Com toda sua eloquência e fluxo literário, Hamaguchi nunca perde o foco da intriga psicossexual que abastece a história de Murakami. Os detalhes que o diretor introduz em sua estética casual são memoráveis e impactantes (uma simples tomada de baixo para cima através do teto solar do Saab é de tirar o fôlego), mas é na forma que sua câmera permanece nos personagens até que o espaço entre eles esteja repleto de mistério, que Hamaguchi obtém uma improvável porém inegável conexão entre eles. Tal mistério gera curiosidade, que eventualmente abastece o senso de incerteza do espectador. É como a personagem Yelena diz em um dado momento da peça de Chekhov: “Eu acho que a verdade, qualquer que seja, não é tão assustadora quanto a incerteza.”

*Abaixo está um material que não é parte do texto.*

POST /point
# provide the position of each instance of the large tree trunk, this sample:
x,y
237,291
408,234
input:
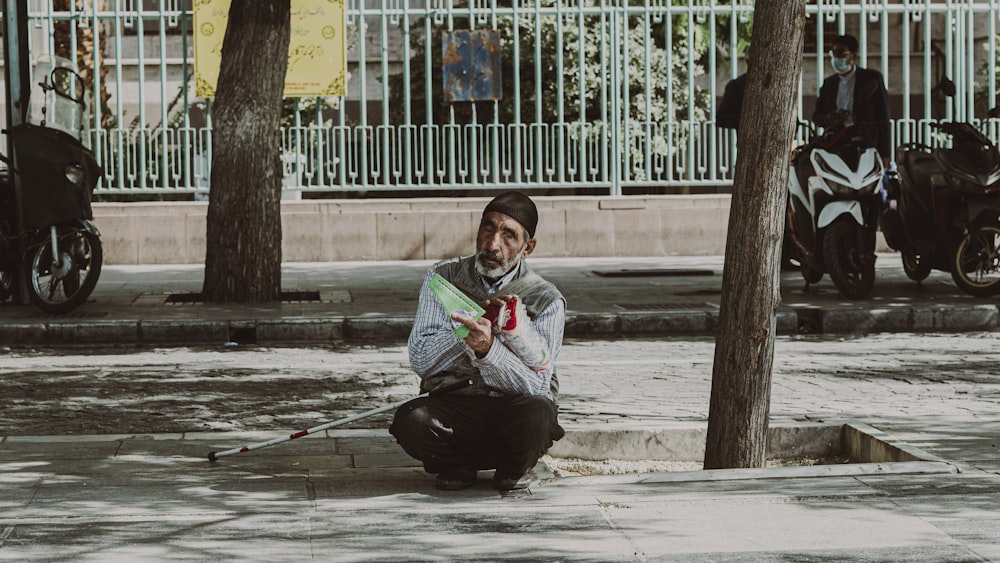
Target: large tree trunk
x,y
744,350
243,257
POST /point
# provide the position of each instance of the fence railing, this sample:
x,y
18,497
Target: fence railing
x,y
607,96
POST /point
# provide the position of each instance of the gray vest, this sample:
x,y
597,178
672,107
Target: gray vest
x,y
535,292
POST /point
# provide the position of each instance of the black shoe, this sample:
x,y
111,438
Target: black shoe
x,y
455,479
507,481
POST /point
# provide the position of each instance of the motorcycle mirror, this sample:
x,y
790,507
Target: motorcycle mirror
x,y
67,84
946,86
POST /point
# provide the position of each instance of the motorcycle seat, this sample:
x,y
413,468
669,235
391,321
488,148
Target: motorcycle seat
x,y
920,165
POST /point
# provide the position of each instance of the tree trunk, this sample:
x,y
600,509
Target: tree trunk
x,y
243,245
744,350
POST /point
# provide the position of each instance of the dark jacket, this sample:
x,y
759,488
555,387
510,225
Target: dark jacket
x,y
871,106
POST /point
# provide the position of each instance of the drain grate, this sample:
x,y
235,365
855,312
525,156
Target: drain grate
x,y
286,297
684,306
652,272
35,314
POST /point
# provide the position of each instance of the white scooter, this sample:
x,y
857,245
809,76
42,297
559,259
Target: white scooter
x,y
834,198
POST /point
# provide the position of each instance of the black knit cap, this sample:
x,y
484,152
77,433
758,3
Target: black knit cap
x,y
518,206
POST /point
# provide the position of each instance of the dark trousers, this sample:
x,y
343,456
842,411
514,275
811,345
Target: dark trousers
x,y
503,433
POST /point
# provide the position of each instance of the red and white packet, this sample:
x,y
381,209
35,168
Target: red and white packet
x,y
512,326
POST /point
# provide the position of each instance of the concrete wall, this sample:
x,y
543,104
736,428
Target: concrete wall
x,y
430,228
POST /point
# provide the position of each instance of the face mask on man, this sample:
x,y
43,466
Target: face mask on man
x,y
840,64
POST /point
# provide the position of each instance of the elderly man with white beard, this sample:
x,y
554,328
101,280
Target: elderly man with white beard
x,y
507,418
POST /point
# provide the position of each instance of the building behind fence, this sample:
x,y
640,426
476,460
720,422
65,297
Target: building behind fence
x,y
604,97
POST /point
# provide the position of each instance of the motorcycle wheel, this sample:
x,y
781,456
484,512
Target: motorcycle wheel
x,y
975,266
850,271
60,290
916,266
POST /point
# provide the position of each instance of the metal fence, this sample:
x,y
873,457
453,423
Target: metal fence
x,y
596,96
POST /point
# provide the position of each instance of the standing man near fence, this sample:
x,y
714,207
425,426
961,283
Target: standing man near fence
x,y
854,95
507,418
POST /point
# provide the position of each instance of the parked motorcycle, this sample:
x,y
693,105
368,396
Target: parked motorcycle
x,y
834,197
943,208
57,252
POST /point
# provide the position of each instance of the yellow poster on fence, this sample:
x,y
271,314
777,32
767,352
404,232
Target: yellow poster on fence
x,y
317,52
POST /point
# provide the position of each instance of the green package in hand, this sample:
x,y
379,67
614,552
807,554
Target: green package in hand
x,y
453,300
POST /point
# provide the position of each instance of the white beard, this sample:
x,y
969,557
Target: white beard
x,y
498,271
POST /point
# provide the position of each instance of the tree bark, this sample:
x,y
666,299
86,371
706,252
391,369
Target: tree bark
x,y
243,245
744,350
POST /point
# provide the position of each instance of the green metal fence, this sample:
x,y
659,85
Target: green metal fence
x,y
597,96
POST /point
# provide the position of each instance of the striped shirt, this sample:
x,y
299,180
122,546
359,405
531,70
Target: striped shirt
x,y
434,347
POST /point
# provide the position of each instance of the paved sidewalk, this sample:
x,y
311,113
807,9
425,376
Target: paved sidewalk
x,y
346,496
366,301
349,496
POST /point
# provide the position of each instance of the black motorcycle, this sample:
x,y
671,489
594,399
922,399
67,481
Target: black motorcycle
x,y
54,251
833,201
943,208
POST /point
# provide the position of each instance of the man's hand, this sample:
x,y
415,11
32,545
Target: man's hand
x,y
480,337
836,119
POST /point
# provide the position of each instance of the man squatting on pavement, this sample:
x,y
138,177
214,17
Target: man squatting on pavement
x,y
507,418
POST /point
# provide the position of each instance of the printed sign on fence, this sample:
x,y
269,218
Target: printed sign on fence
x,y
317,51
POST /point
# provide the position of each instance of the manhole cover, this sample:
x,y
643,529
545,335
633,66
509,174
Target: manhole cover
x,y
286,297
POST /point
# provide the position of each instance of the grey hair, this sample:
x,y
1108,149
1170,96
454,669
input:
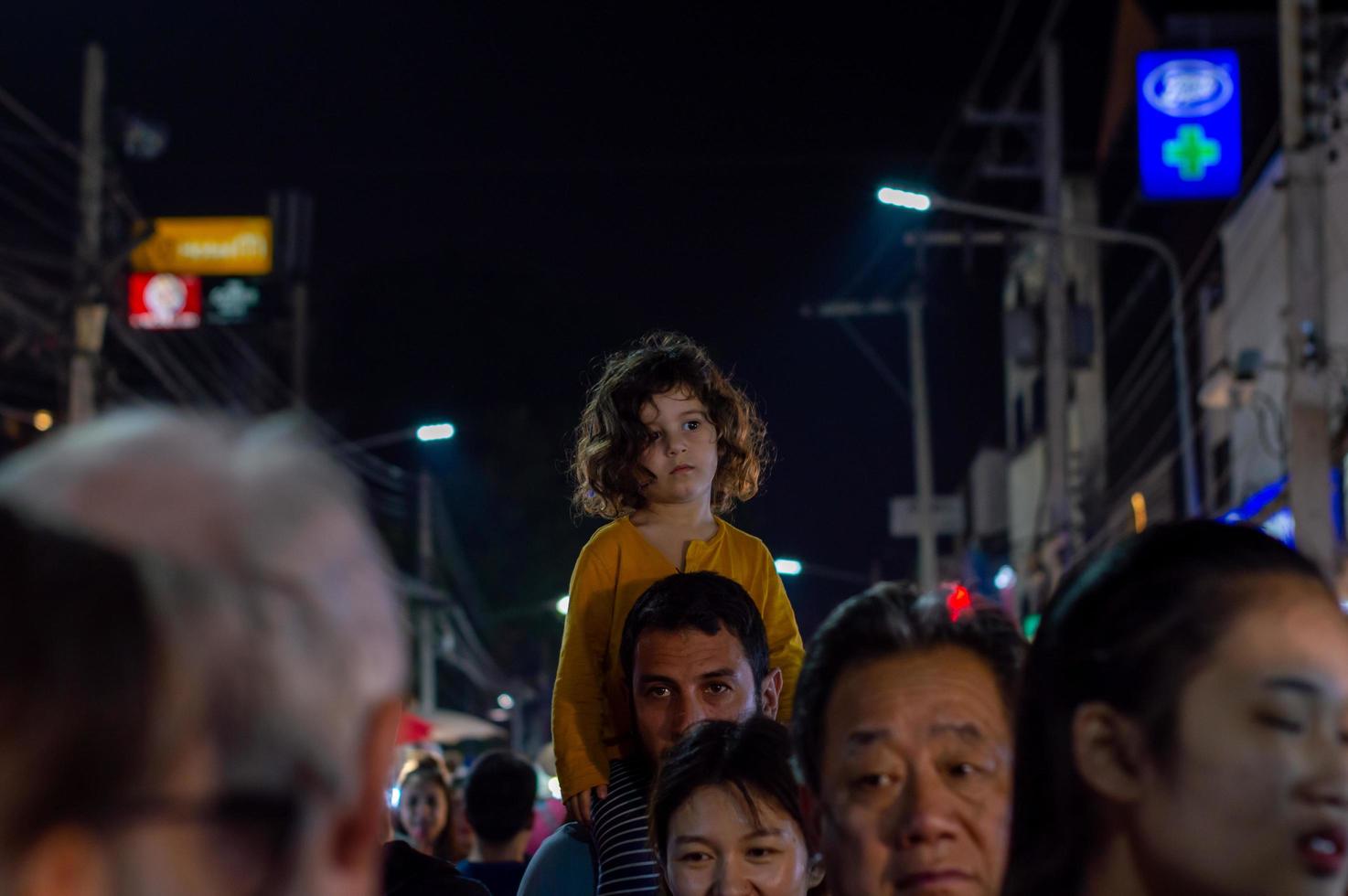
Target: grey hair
x,y
286,617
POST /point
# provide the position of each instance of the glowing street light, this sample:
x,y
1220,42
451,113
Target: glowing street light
x,y
1045,224
904,198
435,432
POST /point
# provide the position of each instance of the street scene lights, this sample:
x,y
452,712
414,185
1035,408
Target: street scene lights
x,y
434,432
926,201
904,199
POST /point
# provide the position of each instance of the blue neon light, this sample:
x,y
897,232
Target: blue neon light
x,y
1189,124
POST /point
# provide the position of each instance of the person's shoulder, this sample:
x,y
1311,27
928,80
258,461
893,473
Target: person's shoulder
x,y
742,540
563,864
412,873
608,539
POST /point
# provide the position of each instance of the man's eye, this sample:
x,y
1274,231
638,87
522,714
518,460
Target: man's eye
x,y
876,781
1279,722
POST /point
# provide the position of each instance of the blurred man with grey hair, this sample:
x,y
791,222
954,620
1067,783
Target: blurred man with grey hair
x,y
290,655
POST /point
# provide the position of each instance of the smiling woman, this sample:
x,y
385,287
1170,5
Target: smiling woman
x,y
725,816
1183,724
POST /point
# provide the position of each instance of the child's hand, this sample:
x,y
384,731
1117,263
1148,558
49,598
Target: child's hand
x,y
580,805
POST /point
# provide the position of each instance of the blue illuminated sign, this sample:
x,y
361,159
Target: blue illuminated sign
x,y
1189,124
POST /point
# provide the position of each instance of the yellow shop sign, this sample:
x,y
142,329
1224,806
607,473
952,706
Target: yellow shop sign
x,y
207,245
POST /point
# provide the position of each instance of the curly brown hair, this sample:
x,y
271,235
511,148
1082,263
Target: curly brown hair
x,y
611,435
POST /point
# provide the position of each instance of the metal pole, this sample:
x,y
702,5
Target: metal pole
x,y
1189,465
921,446
425,622
91,315
1054,302
1308,383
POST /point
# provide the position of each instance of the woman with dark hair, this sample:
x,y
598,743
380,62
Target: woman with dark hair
x,y
725,814
425,807
1183,725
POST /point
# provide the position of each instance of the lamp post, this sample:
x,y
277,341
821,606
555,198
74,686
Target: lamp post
x,y
930,201
425,546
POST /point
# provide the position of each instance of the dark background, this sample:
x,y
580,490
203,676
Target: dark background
x,y
506,193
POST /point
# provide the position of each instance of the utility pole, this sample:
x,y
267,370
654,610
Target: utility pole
x,y
425,622
842,310
91,315
1054,301
293,219
1308,381
921,443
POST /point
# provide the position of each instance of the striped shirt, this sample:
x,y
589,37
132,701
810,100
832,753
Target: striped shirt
x,y
626,862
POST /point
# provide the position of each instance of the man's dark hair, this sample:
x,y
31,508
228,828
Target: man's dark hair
x,y
702,602
80,667
499,796
889,620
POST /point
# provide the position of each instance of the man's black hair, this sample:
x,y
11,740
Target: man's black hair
x,y
499,796
704,602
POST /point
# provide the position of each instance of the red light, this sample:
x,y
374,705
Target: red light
x,y
958,603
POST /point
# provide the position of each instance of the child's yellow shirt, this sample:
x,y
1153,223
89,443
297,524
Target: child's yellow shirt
x,y
591,713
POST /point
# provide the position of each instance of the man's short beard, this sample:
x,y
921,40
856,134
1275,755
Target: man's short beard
x,y
643,753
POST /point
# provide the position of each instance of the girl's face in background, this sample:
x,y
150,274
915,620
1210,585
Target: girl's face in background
x,y
463,832
681,450
716,845
423,811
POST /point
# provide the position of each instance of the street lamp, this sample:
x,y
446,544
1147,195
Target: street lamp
x,y
932,201
425,624
434,432
437,432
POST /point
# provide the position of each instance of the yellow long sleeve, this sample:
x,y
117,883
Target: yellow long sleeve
x,y
591,706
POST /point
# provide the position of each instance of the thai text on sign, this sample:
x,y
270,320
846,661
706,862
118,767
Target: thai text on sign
x,y
233,245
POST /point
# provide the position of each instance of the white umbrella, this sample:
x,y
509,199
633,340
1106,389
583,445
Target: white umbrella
x,y
449,727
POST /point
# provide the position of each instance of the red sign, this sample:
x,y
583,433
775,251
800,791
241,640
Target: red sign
x,y
164,301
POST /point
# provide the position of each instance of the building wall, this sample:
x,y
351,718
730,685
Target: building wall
x,y
1253,317
1026,457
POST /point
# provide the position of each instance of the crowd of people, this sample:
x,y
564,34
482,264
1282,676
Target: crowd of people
x,y
202,670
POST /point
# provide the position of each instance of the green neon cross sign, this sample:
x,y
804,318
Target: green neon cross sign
x,y
1191,151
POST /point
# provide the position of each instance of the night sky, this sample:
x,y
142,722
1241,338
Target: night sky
x,y
503,194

Drive My Car, apesar de flertar quase sempre com tal incerteza, sabe bem o que quer mostrar, e encoraja seu público a encontrar seu próprio consolo no silêncio entre as palavras não ditas entre Yūsuke e Watari, e na forma com que, mesmo em silêncio na maior parte do tempo, ambos encontram uma maneira de se comunicar com o outro.

Avaliação: 3.5 de 5.

Drive My Car é o filme selecionado pelo Japão para a categoria de Melhor Filme Estrangeiro do Oscar 2022, foi exibido no Festival de Cannes deste ano e também em diversos festivais, porém ainda não possui data oficial de lançamento nos cinemas brasileiros.